Escaping madness to get literal field separators in awk
I'm building a tool called rcut that allows you to use cut
like syntax with features like regexp based delimiters. The solution uses awk
inside a bash
script.
Latest feature creep is fixed string field splitting. I thought it would be a simple enough solution to add.
I was wrong.
How many escapes for a single backslash?🔗
For reference, these are the versions I have on my machine:
$ gawk --version
GNU Awk 5.1.0, API: 3.0
$ mawk -W version
mawk 1.3.4 20200120
mawk
and gawk
differ when it comes to escaping backslashes. You'll later see the rule that'll work correctly for both implementations.
$ echo 'apple\bake\cake' | mawk -F'e\' '{print $2}'
bak
$ echo 'apple\bake\cake' | gawk -F'e\' '{print $2}'
gawk: fatal: invalid regexp: Trailing backslash: /e\/
$ echo 'apple\bake\cake' | gawk -F'e\\' '{print $2}'
gawk: fatal: invalid regexp: Trailing backslash: /e\/
$ echo 'apple\bake\cake' | gawk -F'e\\\' '{print $2}'
bak
The value assigned to FS
is treated as a string and then converted to a regexp. \
is a metacharacter for string and regexp both. So, \\
in a string means a single backslash and \\\\
means double backslash. Double backslash in regexp means a single backslash.
Conclusion: For a consistent behavior across both mawk
and gawk
and irrespective of trailing backslash errors, you need to use 4 backslashes for every backslash.
# both 2 and 4 backslashes here gets treated as single backslash
# hence the empty fields in the output
$ echo '1\\2\\3' | mawk -F'\\' -v OFS=, '{$1=$1} 1'
1,,2,,3
$ echo '1\\2\\3' | mawk -F'\\\\' -v OFS=, '{$1=$1} 1'
1,,2,,3
$ echo '1\\2\\3' | gawk -F'\\' -v OFS=, '{$1=$1} 1'
1,,2,,3
$ echo '1\\2\\3' | gawk -F'\\\\' -v OFS=, '{$1=$1} 1'
1,,2,,3
# 5-8 backslashes give expected results
$ echo '1\\2\\3' | mawk -F'\\\\\' -v OFS=, '{$1=$1} 1'
1,2,3
$ echo '1\\2\\3' | mawk -F'\\\\\\' -v OFS=, '{$1=$1} 1'
1,2,3
$ echo '1\\2\\3' | mawk -F'\\\\\\\' -v OFS=, '{$1=$1} 1'
1,2,3
$ echo '1\\2\\3' | mawk -F'\\\\\\\\' -v OFS=, '{$1=$1} 1'
1,2,3
# 5-6 backslashes give error, 7-8 backslashes give expected results
$ echo '1\\2\\3' | gawk -F'\\\\\' -v OFS=, '{$1=$1} 1'
gawk: fatal: invalid regexp: Trailing backslash: /\\\/
$ echo '1\\2\\3' | gawk -F'\\\\\\' -v OFS=, '{$1=$1} 1'
gawk: fatal: invalid regexp: Trailing backslash: /\\\/
$ echo '1\\2\\3' | gawk -F'\\\\\\\' -v OFS=, '{$1=$1} 1'
1,2,3
$ echo '1\\2\\3' | gawk -F'\\\\\\\\' -v OFS=, '{$1=$1} 1'
1,2,3
As an alternate method, you can use codepoint of the backslash character.

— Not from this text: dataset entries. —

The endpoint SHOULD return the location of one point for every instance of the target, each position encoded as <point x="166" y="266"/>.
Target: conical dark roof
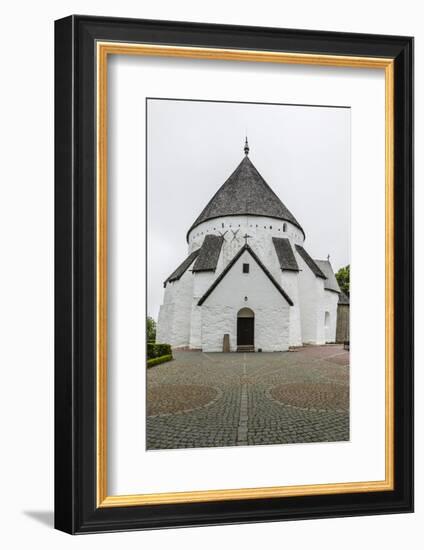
<point x="245" y="193"/>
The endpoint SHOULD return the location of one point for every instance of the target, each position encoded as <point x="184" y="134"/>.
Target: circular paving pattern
<point x="175" y="398"/>
<point x="316" y="396"/>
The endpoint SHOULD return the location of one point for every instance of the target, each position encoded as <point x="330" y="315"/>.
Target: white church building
<point x="248" y="282"/>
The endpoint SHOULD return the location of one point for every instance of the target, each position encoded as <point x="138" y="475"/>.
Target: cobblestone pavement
<point x="222" y="399"/>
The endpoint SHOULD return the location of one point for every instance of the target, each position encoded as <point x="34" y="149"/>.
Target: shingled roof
<point x="285" y="254"/>
<point x="209" y="253"/>
<point x="310" y="262"/>
<point x="244" y="248"/>
<point x="182" y="268"/>
<point x="245" y="193"/>
<point x="331" y="282"/>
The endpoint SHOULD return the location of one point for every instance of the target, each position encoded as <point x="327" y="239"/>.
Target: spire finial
<point x="246" y="147"/>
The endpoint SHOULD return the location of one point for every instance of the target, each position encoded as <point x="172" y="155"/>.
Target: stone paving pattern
<point x="224" y="399"/>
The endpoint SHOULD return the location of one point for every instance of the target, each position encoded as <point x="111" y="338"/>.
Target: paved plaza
<point x="223" y="399"/>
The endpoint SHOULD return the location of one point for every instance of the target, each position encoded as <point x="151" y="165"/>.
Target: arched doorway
<point x="327" y="326"/>
<point x="245" y="328"/>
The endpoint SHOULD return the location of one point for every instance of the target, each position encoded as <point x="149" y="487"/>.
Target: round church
<point x="248" y="282"/>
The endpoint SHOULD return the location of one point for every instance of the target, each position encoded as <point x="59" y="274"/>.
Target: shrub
<point x="158" y="360"/>
<point x="157" y="350"/>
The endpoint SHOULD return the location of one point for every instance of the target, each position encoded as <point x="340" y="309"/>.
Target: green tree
<point x="343" y="278"/>
<point x="151" y="329"/>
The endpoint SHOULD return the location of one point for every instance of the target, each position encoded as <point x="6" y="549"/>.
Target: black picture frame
<point x="76" y="510"/>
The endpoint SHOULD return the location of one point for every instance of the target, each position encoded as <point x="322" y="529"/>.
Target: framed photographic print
<point x="234" y="284"/>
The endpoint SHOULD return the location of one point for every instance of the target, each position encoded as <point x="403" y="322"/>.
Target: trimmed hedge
<point x="158" y="360"/>
<point x="157" y="350"/>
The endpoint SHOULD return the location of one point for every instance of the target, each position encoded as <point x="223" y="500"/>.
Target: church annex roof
<point x="182" y="268"/>
<point x="331" y="282"/>
<point x="245" y="193"/>
<point x="310" y="262"/>
<point x="209" y="253"/>
<point x="244" y="248"/>
<point x="285" y="254"/>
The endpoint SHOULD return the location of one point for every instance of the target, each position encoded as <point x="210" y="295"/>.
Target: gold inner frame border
<point x="103" y="50"/>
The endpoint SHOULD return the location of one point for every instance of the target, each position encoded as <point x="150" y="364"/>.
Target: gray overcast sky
<point x="303" y="153"/>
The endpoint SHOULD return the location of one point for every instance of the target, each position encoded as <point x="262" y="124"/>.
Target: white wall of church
<point x="290" y="283"/>
<point x="175" y="314"/>
<point x="311" y="300"/>
<point x="202" y="281"/>
<point x="261" y="230"/>
<point x="219" y="311"/>
<point x="331" y="300"/>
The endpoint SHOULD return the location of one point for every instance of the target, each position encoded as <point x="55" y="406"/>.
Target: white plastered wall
<point x="219" y="311"/>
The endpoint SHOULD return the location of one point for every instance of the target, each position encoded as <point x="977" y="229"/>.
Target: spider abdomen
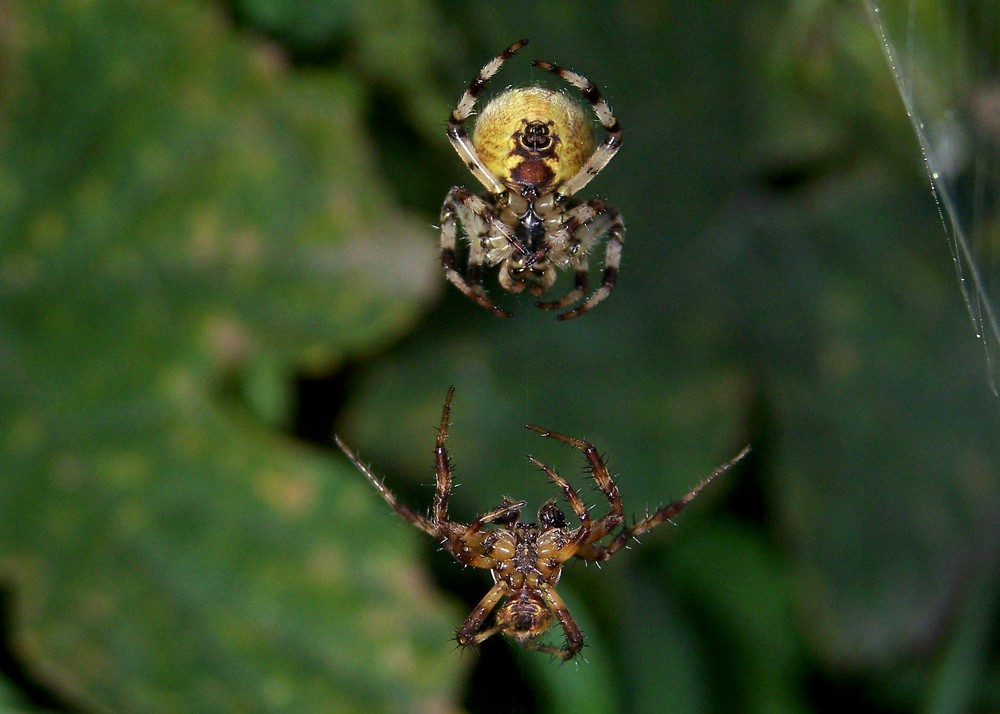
<point x="533" y="137"/>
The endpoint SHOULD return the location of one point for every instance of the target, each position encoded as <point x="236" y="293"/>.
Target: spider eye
<point x="536" y="136"/>
<point x="550" y="516"/>
<point x="509" y="518"/>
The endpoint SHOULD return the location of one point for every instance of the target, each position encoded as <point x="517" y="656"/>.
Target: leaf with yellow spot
<point x="177" y="207"/>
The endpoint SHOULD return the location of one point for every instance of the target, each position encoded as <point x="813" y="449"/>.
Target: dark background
<point x="216" y="223"/>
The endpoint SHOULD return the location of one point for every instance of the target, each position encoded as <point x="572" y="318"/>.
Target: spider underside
<point x="526" y="559"/>
<point x="532" y="150"/>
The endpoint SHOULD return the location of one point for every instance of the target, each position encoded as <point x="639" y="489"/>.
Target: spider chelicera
<point x="526" y="559"/>
<point x="532" y="149"/>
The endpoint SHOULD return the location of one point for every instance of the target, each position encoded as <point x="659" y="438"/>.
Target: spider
<point x="526" y="559"/>
<point x="532" y="149"/>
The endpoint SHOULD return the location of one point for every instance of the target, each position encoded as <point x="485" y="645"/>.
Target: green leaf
<point x="176" y="208"/>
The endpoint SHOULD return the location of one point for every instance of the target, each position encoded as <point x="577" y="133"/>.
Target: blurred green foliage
<point x="206" y="205"/>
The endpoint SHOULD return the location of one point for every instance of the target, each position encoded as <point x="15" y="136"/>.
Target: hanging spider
<point x="526" y="559"/>
<point x="532" y="149"/>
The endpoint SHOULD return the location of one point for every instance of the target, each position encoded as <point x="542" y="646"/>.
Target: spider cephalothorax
<point x="532" y="149"/>
<point x="526" y="559"/>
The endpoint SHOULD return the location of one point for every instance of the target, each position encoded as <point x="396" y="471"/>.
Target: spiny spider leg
<point x="612" y="142"/>
<point x="592" y="220"/>
<point x="456" y="132"/>
<point x="582" y="533"/>
<point x="421" y="522"/>
<point x="574" y="638"/>
<point x="465" y="544"/>
<point x="605" y="483"/>
<point x="469" y="633"/>
<point x="661" y="515"/>
<point x="442" y="463"/>
<point x="472" y="289"/>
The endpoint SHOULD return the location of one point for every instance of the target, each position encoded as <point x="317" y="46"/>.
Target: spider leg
<point x="469" y="633"/>
<point x="582" y="534"/>
<point x="583" y="227"/>
<point x="465" y="542"/>
<point x="442" y="463"/>
<point x="457" y="200"/>
<point x="456" y="132"/>
<point x="612" y="142"/>
<point x="662" y="514"/>
<point x="605" y="483"/>
<point x="612" y="262"/>
<point x="421" y="522"/>
<point x="574" y="638"/>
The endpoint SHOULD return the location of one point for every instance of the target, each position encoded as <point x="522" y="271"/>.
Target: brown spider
<point x="532" y="149"/>
<point x="526" y="559"/>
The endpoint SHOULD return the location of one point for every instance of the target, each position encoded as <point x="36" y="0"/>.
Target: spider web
<point x="945" y="59"/>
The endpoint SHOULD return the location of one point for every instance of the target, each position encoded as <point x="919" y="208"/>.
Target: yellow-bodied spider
<point x="526" y="559"/>
<point x="532" y="149"/>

This removes one level of escaping. See ASCII code table for codepoint reference.
Conclusion: You need \x5c\x5c
for every backslash.
$ echo 'apple\bake\cake' | mawk -F'e\x5c\x5c' '{print $2}'
bak
$ echo 'apple\bake\cake' | gawk -F'e\x5c\x5c' '{print $2}'
bak
$ echo '1\\2\\3' | mawk -F'\x5c\x5c\x5c\x5c' -v OFS=, '{$1=$1} 1'
1,2,3
$ echo '1\\2\\3' | gawk -F'\x5c\x5c\x5c\x5c' -v OFS=, '{$1=$1} 1'
1,2,3
Using awk to generate an escaped string🔗
Suppose you want to use \.
literally for field splitting. Here's some ways to do it that works for both mawk
and gawk
:
$ echo 'x\2\.y\.z' | gawk -F'\\\\\\.' -v OFS=, '{$1=$1} 1'
x\2,y,z
$ echo 'x\2\.y\.z' | gawk -F'\\\\[.]' -v OFS=, '{$1=$1} 1'
x\2,y,z
$ echo 'x\2\.y\.z' | gawk -F'\x5c\x5c[.]' -v OFS=, '{$1=$1} 1'
x\2,y,z
Now, the task is to generate one of the above strings passed to the -F
option from \.
as input. Using sed
is better, but for rcut, I didn't want to add another external tool.
Case 1: backslash madness🔗
You need to convert \
to 4 backslashes and escape regexp metacharacters with 2 backslashes. Note that you cannot escape all characters except \
with 2 backslashes, for example \\t
will become a tab character! Also, you need to escape \
first and then escape the other metacharacters.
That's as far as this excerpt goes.